If the digital world seemed to be growing exponentially, hurtling ever faster into uncharted territory, it paused long enough to remember Paul G. Allen, who as much as anyone ushered in the personal computer era as a co-founder of Microsoft. In the same year, some of the original minds who brought us the information age passed from the scene. One was Charles Kuen Kao, a Nobel Prize-winning physicist who, as a Chinese expatriate in Britain, revolutionized fiber optics. He was among no fewer than 12 Nobel laureates in the sciences who died this year.

Their names were not widely known, but that of another scientist, Stephen Hawking, was. Something of a modern-day seer, he became a popular culture phenomenon — as a best-selling author, documentary-series host, subject of an Oscar-winning movie and even occasional TV guest star — all as he “roamed the cosmos from a wheelchair, pondering the nature of gravity and the origin of the universe and becoming an emblem of human determination and curiosity,” as Dennis Overbye wrote in The Times’s obituary.

That curiosity remained intact even as a neuromuscular wasting disease robbed him of bodily control, save for the flexing of a finger or the darting of the eyes. Somehow he could grapple with the cosmos using only his mind.

“I want to show that people need not be limited by physical handicaps as long as they are not disabled in spirit,” Dr. Hawking said.
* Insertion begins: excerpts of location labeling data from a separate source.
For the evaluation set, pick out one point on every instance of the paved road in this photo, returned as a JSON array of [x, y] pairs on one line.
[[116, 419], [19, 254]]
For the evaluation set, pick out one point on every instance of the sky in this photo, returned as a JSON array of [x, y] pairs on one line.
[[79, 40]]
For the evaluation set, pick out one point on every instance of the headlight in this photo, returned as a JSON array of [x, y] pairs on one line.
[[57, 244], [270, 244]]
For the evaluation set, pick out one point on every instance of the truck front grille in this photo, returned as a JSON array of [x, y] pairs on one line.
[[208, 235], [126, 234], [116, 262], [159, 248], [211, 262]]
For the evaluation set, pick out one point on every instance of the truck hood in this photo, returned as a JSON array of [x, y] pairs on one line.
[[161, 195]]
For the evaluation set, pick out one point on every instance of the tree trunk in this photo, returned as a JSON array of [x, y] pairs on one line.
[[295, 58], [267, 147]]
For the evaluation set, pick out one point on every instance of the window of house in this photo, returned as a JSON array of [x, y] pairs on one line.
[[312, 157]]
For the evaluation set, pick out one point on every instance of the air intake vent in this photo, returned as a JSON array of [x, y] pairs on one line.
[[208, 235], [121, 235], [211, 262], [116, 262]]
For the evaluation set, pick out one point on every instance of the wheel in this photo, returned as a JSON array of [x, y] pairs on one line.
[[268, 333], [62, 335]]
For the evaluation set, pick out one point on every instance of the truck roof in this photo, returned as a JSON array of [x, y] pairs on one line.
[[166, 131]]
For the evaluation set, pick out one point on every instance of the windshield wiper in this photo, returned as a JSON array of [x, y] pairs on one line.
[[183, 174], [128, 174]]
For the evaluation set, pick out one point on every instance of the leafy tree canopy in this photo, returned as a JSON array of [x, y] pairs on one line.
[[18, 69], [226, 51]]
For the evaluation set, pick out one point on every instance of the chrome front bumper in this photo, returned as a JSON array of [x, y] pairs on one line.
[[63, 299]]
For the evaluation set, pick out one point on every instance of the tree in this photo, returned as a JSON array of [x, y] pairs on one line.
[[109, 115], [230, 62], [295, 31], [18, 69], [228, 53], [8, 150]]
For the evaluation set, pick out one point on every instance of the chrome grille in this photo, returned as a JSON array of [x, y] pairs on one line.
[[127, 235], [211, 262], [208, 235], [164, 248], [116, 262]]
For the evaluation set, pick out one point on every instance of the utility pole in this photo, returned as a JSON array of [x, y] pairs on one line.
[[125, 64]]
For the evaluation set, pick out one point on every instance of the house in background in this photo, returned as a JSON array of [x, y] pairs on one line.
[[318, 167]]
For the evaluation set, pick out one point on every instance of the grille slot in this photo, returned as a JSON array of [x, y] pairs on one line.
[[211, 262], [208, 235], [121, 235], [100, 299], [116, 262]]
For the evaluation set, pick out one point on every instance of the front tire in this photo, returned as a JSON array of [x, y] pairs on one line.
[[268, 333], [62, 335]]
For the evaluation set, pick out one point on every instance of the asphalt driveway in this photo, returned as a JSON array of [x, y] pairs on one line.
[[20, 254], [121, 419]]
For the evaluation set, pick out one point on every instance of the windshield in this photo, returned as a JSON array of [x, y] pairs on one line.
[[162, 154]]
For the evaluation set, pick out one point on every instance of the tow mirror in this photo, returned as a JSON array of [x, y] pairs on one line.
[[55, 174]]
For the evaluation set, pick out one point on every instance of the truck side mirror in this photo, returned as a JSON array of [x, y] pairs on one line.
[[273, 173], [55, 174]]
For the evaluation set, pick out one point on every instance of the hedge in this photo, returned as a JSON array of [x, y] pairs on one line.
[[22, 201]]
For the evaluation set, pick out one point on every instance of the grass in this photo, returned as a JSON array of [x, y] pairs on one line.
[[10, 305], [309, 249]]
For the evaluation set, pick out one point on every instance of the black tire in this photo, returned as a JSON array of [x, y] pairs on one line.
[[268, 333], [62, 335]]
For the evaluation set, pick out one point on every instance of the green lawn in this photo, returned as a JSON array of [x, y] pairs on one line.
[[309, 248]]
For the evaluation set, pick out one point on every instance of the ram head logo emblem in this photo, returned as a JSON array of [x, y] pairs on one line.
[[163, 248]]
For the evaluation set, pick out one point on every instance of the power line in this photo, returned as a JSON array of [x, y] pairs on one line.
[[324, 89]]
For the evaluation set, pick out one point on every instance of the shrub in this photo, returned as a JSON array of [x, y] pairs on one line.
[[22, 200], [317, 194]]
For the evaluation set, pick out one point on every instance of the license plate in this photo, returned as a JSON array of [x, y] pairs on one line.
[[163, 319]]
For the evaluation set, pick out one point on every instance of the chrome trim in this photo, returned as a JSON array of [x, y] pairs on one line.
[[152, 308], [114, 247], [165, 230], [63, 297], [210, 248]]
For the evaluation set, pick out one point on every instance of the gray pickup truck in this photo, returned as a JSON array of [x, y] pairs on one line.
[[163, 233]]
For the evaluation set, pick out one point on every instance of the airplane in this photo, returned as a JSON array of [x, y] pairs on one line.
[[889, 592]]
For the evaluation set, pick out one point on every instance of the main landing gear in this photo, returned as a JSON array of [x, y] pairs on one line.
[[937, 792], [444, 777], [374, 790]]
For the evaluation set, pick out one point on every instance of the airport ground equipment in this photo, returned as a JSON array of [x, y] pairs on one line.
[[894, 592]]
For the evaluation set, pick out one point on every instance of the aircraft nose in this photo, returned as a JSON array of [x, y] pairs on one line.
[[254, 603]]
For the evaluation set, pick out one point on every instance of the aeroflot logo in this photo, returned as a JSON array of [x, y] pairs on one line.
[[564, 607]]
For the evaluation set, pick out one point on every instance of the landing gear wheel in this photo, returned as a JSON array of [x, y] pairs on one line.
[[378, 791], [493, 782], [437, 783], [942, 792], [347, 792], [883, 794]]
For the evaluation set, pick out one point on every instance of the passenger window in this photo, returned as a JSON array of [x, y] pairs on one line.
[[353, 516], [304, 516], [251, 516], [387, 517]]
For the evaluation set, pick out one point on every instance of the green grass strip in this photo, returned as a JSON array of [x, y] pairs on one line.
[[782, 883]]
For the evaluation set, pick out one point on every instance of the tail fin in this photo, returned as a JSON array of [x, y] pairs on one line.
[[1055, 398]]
Hilary Lister, for one, understood that. She became the first quadriplegic person to sail alone across the English Channel and the first disabled woman to circumnavigate Britain solo. Otherwise immobilized, she did all that with straws. Sipping on them or puffing into them, she could signal her commands to her trusty mates, a collection of electronic mechanisms that controlled her boat, one to move the tiller, another to let out the sails. She died at 46.

“I had the sensation of movement,” she said of her first time out on the water. “It was as if I was free.”

She left us with some hard-won advice — the kind we’ve heard countless times before but tend to forget in the rush of life.

“Live every second of every day to its maximum potential,” she said. “Always look ahead, always assume you will live forever.”

William McDonald is the obituaries editor of The New York Times.